The bill, supported not only by Republicans but also by many members of President Barack Obama's Democratic Party, would compel senior administration officials to personally sign off on each individual Syrian refugee admitted to the U.S. Such a roadblock will kill the refugee program.

The bill is not likely to become law, because it still has to get through the Senate, and unless it receives two-thirds support in both houses, Mr. Obama can veto it. But it passed with a supermajority in the House of Representatives. Meanwhile, leading Republican presidential candidate Donald Trump says he favours setting up a database to register and track all American Muslims. The American bias against Syrian refugees, because of an exaggerated fear that a terrorist might be hiding among them, is that pronounced.

Last year, Canada accepted 260,000 landed immigrants. That's 5,000 people a week, every week. About 10 per cent of them were refugees. Canada has been taking in these numbers for decades, and the process has become so smooth and banal, and so much part of the underlying hum of the country, that it's barely noticed.

The banality of Canada's immigration and refugee flow is the program's greatest success. There is no fuss, no controversy and no chaos.
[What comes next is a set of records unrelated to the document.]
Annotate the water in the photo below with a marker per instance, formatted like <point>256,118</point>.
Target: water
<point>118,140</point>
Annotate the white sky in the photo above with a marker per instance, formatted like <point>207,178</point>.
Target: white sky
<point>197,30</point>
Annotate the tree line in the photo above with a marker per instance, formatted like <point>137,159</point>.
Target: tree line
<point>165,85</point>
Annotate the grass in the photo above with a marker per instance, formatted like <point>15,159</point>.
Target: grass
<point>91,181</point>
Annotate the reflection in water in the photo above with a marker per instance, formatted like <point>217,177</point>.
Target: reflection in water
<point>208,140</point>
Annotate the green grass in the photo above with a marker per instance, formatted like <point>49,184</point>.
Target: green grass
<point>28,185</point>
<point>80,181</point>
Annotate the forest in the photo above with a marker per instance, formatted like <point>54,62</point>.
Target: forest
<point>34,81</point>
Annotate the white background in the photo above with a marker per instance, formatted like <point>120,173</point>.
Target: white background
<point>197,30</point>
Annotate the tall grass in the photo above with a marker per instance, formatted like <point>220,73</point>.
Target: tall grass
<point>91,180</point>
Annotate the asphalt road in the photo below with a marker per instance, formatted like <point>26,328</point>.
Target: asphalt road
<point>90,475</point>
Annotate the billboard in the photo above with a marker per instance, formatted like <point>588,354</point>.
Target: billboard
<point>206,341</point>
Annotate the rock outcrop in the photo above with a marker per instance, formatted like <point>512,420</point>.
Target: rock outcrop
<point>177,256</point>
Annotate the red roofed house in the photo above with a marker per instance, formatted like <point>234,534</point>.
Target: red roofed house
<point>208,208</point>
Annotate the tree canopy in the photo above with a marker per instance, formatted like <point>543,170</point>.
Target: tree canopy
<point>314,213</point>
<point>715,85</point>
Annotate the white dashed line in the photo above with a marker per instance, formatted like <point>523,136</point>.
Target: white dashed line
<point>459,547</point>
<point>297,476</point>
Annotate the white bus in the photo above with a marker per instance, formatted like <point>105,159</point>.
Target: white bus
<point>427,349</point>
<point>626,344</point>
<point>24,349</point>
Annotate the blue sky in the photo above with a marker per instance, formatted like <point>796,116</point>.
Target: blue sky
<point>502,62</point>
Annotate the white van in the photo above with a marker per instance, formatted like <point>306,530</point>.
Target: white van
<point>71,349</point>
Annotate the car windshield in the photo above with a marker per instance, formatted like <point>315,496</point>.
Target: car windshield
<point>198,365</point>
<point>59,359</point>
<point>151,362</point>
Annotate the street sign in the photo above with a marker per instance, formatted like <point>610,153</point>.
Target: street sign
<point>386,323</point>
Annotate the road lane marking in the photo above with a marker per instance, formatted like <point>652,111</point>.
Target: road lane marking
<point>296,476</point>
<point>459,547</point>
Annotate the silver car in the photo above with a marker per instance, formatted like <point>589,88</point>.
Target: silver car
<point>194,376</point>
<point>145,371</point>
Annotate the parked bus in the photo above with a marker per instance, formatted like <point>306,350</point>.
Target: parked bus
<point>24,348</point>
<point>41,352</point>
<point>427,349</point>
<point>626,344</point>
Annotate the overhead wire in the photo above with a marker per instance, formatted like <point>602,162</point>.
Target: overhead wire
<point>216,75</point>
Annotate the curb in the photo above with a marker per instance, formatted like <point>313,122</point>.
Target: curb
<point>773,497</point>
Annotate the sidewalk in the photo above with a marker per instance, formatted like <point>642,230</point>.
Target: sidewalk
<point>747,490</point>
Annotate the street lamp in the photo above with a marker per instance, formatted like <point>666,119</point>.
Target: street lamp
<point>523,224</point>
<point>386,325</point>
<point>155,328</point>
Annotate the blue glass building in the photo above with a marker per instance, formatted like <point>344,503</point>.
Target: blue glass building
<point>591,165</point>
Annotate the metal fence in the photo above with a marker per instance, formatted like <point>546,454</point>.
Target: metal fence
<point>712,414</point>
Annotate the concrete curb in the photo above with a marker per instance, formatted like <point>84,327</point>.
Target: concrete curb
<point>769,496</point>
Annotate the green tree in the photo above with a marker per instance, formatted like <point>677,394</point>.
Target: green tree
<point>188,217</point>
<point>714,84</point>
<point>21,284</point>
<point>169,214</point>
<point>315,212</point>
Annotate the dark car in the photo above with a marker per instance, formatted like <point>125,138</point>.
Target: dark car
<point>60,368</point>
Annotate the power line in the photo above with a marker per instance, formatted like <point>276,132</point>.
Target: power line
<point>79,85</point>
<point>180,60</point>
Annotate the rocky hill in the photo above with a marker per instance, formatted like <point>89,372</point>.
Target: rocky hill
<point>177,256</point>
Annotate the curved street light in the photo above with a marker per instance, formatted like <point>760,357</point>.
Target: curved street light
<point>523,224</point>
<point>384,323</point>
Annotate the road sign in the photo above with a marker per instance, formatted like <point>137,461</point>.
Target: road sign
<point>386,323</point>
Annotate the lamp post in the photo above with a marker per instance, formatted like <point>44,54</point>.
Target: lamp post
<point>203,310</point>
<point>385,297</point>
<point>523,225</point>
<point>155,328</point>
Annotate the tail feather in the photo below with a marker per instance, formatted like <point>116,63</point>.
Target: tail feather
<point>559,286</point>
Five thousand arrivals a week is to news as January snow is to weather. What a contrast to Europe, where immigration evokes heated passions on both the right and left, with the far right increasingly making gains on the claim that immigration is chaos. Repeated mishandling of the immigrant and visible minority files in many European countries, and growing fear of people of different backgrounds, provide ammunition for that view.

In Canada, in contrast, immigration has long happened quietly, steadily and Canadian-ly. It works without controversy, because most of us don't even notice it's working. Happy is the country where immigration's as boring as running water.

Over the next five and a half weeks, however, the Liberal government plans to make immigration considerably more "exciting." To meet a rushed political deadline no one wants it to keep, Ottawa plans to land 25,000 Syrian refugees before Jan. 1. The 25,000 figure is if anything too modest – over the coming months and years, Canada can take many more. But the exceptionally tight time frame is courting trouble. Is the Liberal government hoping to create its own wedge issue out of the refugee crisis, and betting it can whip up public sentiment opposite to that which the U.S. Congress is counting on?

Canada takes in 260,000 immigrants a year without breaking a sweat and without needing to create special camps to house and hold people. The Liberal refugee plan, largely still under wraps as we went to press, apparently will not follow that model. Instead, the government is making plans for temporarily housing thousands of Syrians on military bases. Ontario's health minister this week mused about having to reopen decommissioned hospitals.

The fear of terrorists hiding among the refugees is vastly overblown. The fear that a rushed movement of people will be even a little bit chaotic, and for no good reason, thereby undermining support for immigration and refugees, is not.

The refugees fleeing terror in Syria deserve to be welcomed to Canada. They deserve to have a chance to live in freedom, in our society of peace, order and good government. There's a refugee crisis in Syria. But only if the Trudeau government plays games with the issue will there be a crisis over refugee arrivals in Canada.